Official implemention for the paper "Frame-level emotion state alignment method for speech emotion recognition", which is submitted to ICASSP 2024.
I am very sorry, I have carefully checked the data division method. The method we used is leave-one-session-out https://github.com/ECNU-Cross-Innovation-Lab/ShiftSER. For each fold, four sessions are used for training while one session is used for testing. The final result is the average of 5 folds. I made a mistake in my paper, and I appreciate everyone's correction.
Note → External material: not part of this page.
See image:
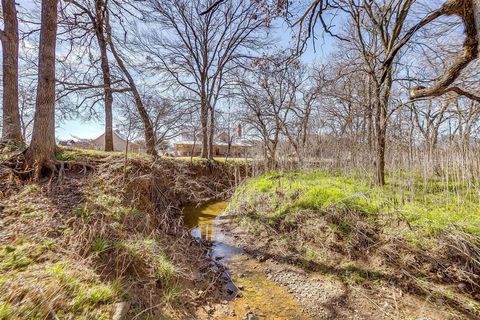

I am extremely sorry for the trouble caused to the readers.
- pytorch
- PyTorch-lighting
- accelerater
- sklearn
- transformers
- soudfile
You need three scp files containing training, validation and test sources, which are divided according to the methods described in the paper . These scp files are shown as following format (wav_name, wav_path, wav_label):
First, we need to dump feature and generate pesudo label for pretraining by a pretrained k-means model which is provided by official HuBERT https://github.com/facebookresearch/fairseq/tree/main/examples/hubert. Second, you need copy 5531 samples in IEMOCAP into a folder, for example "./audio". You can find the "hubert-base-ls960" at here https://huggingface.co/facebook/hubert-base-ls960.
#dump feature and generate pesudo label
python preprocess.py --root_dir ./audio
--feat_type hubert
--exp_dir ./exp
--layer_index 9
--num_rank 40
--hubert_base ./hubert-base-ls960
--checkpoint_path ./hubert-base-ls960
--iskmean False
--pretrain_kmeans hubert_base_ls960_L9_km500.bin
--percent -1
#pretraining hubert
python train.py --dataset_path ./exp/data/hubert_9/
--hubert_path ./hubert-base-ls960
--exp_dir ./exp_iter2_9_500
--feature_type hubert
--num_class 500
--max_updates 20000
--learning_rate 0.0005
--gpus 4
--num_nodes 1
#transfer the format of model into the format of huggingface.
python model_transfer.py --pretrained_model_path ./exp_iter2_9_500/epoch=179-step=17250.ckpt --hubert_base_ls960 ./hubert-base-ls960
--save_path ./transfer_model_9_500
#fine-tune hubert
accelerate fine_tune_hubert.py --CPT_HuBERT_path ./transfer_model_9_500
--train_src_path ./session01_train.scp
--valid_src_path ./session01_valid.scp
--test_src_path ./session01_test.scp
--save_root ./session01_fine_tune_model
From here on down, it's all about session 1. You need to repeat the following steps on other sessions.
python preprocess.py --root_dir ./audio
--feat_type hubert
--exp_dir ./exp
--layer_index 9
--num_rank 40
--hubert_base ./hubert-base-ls960
--checkpoint_path ./session01_fine_tune_model
--num_cluster 50
--percent -1
python train.py --dataset_path ./exp/data/hubert_9/
--hubert_path ./hubert-base-ls960
--exp_dir ./exp_iter2_9_50_session01
--feature_type hubert
--num_class 50
--max_updates 20000
--learning_rate 0.0005
--gpus 4
--num_nodes 1
python model_transfer.py --pretrained_model_path ./exp_iter2_9_50_session01/epoch=168-step=16196.ckpt
--hubert_base_ls960 ./hubert-base-ls960
--save_path ./transfer_model_9_50_session01_CPT_HuBERT
accelerate fine_tune_hubert.py --CPT_HuBERT_path ./transfer_model_9_50_session01_CPT_HuBERT
--train_src_path ./session01_train.scp
--valid_src_path ./session01_valid.scp
--test_src_path ./session01_test.scp
--save_root ./session01_final_model_SER